Here are my three top tips if you’re going to buy travel insurance:
- You still need travel insurance if you’re going on a European holiday. If you’re travelling in the EEA (which is made up of countries in the European Union, plus Norway, Iceland and Lichtenstein), you get medical treatment on the same basis as if you lived there. That doesn’t always mean it will be free and it won’t cover things such as the cost of an air ambulance or being flown home.
- Make sure you have enough cover. Some of the cheaper policies have very low limits on luggage cover and have a high excess (that’s the first part of the claim that you have to pay). If you’re taking an expensive smartphone or tablet you may not have enough cover.
- Check whether activities are covered. Not all policies insure adventure sports and the definition of what’s an adventure sport may vary from policy to policy. Some insurers will only cover tourist activities, such as hot air balloon rides, if they’re booked in the UK before you travel.
Phone scam that’s not a scam
There have been reports online and in the newspapers recently about a new phone scam called ‘Can you hear me?’. The idea is that you’re called out of the blue by a scammer or rogue trader who asks you if you can hear them. Y
If you answer ‘yes’, they record this, and drop the recording into you answering another question, such as ‘do you want to buy some double glazing?’. When I first read about this, I thought it sounded a bit implausible, despite warnings that this scam was ‘sweeping America’.
I spoke to the chief executive of Get Safe Online, and he doesn’t think this is a genuine scam. He said that if a company did try and enforce a contract you’d supposedly signed up to like this over the phone, they’d find it very difficult to do.

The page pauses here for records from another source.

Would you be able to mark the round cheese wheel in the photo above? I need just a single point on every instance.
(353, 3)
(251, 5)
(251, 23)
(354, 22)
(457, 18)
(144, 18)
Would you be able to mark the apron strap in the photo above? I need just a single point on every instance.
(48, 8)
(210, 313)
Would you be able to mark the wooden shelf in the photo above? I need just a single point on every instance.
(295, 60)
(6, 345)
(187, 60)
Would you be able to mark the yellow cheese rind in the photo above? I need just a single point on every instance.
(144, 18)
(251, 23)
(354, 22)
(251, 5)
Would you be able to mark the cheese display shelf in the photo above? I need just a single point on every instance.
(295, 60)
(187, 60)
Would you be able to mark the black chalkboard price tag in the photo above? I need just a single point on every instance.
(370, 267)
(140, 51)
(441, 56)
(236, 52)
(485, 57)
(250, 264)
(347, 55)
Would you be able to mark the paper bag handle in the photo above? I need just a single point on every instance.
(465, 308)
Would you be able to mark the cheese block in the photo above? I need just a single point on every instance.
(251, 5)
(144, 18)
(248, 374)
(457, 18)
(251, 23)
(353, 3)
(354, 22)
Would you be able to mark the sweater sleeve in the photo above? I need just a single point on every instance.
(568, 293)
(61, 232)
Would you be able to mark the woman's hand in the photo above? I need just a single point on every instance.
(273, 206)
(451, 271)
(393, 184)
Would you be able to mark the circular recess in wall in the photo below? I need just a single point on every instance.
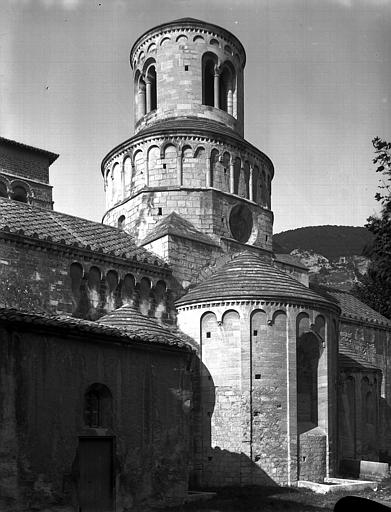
(241, 222)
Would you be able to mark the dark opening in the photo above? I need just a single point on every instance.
(208, 83)
(19, 194)
(98, 406)
(152, 77)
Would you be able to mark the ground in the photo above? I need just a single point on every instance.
(276, 499)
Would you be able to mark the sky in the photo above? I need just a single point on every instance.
(317, 91)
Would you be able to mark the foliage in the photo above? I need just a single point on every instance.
(330, 241)
(375, 287)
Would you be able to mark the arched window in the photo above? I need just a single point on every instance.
(307, 357)
(121, 222)
(19, 194)
(227, 87)
(151, 89)
(98, 406)
(3, 189)
(209, 62)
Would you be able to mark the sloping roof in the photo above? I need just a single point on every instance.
(176, 225)
(348, 358)
(35, 222)
(129, 319)
(49, 155)
(247, 276)
(353, 308)
(77, 326)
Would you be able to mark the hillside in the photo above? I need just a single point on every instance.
(329, 241)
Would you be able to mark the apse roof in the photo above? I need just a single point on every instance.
(349, 358)
(129, 319)
(63, 324)
(40, 223)
(352, 308)
(247, 276)
(49, 155)
(174, 224)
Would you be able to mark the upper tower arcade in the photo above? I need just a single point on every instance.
(187, 67)
(188, 155)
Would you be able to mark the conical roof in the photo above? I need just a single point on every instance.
(247, 276)
(129, 319)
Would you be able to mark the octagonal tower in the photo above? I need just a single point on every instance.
(188, 156)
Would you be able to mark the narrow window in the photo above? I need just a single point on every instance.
(121, 222)
(98, 406)
(19, 194)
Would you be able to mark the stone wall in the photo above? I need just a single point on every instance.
(312, 455)
(44, 378)
(41, 276)
(249, 405)
(176, 53)
(369, 440)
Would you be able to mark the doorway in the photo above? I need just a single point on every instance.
(96, 483)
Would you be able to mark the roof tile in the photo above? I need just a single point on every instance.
(32, 221)
(247, 276)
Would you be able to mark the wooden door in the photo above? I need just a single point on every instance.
(96, 474)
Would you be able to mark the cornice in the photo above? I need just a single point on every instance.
(192, 25)
(197, 134)
(279, 302)
(73, 250)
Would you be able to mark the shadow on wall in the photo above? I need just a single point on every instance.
(214, 464)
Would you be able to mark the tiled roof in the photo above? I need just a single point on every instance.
(353, 308)
(290, 260)
(247, 276)
(35, 222)
(348, 358)
(175, 225)
(77, 326)
(51, 156)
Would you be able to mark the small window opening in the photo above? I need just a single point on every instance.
(121, 222)
(98, 406)
(19, 194)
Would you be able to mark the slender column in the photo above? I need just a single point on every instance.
(208, 172)
(250, 184)
(216, 83)
(141, 102)
(179, 162)
(149, 95)
(231, 176)
(230, 100)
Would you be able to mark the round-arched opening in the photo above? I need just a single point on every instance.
(98, 406)
(241, 223)
(19, 193)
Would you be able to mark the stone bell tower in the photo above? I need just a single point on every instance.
(187, 167)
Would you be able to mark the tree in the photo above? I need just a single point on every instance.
(375, 287)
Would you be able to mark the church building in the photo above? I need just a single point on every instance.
(169, 348)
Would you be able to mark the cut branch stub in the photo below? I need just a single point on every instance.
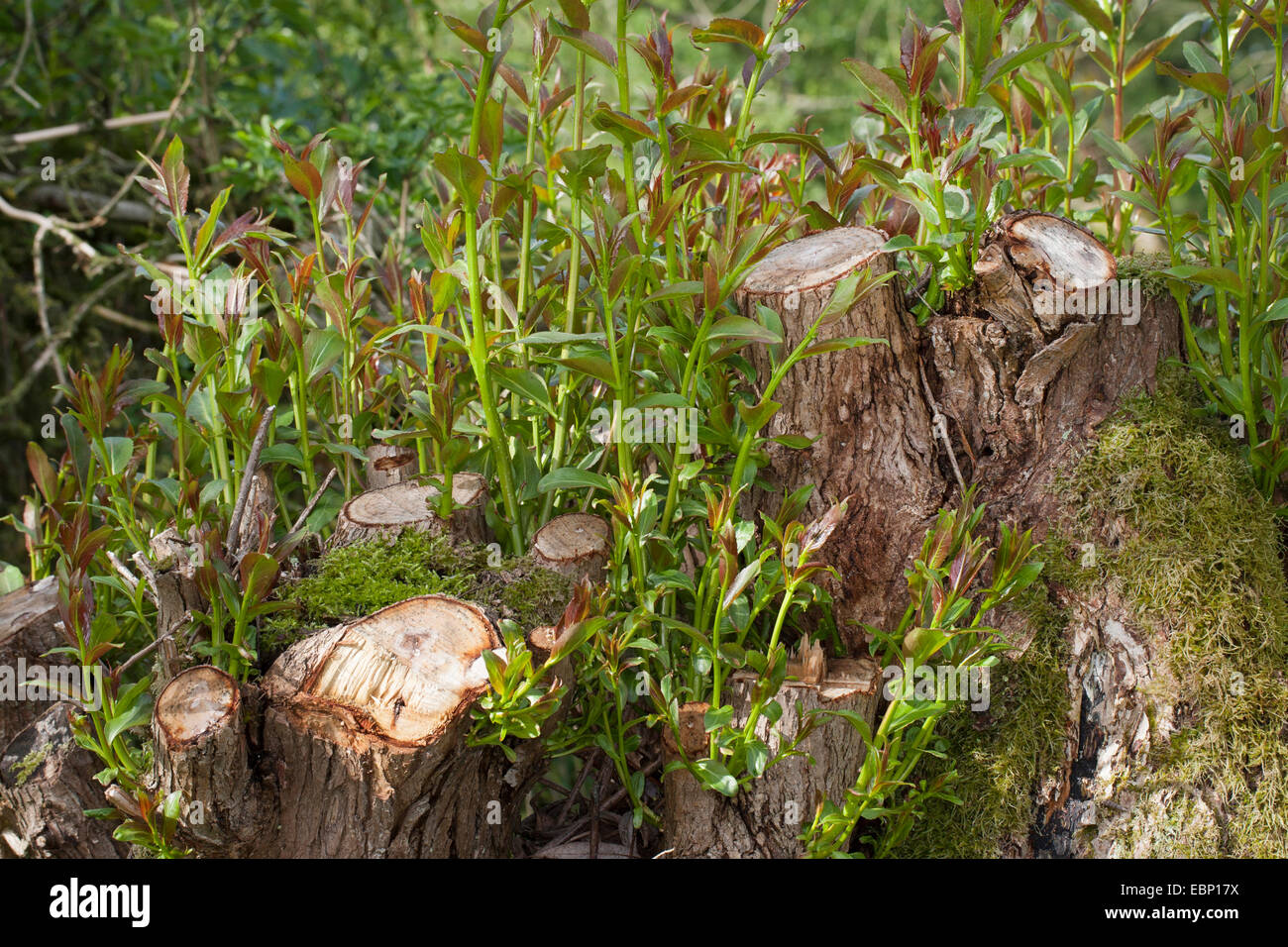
(406, 671)
(576, 545)
(1039, 351)
(366, 725)
(1055, 258)
(200, 750)
(862, 406)
(389, 466)
(385, 513)
(767, 818)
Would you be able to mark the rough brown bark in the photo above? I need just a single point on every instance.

But, there are plenty of phone scams that are doing the rounds. According to Action Fraud, the latest one is that scammers are using music, similar to that used by banks, when you’re put on hold. The message is, don’t be reassured by annoying, tinny music!
SAVVY TIP: It’s very easy to feel under pressure if you’re called out of the blue by someone supposedly from your bank, but don’t do anything you wouldn’t normally do, such as transfer money to a ‘safe account’. It’s far better to be over cautious or suspicious than to risk losing thousands of pounds.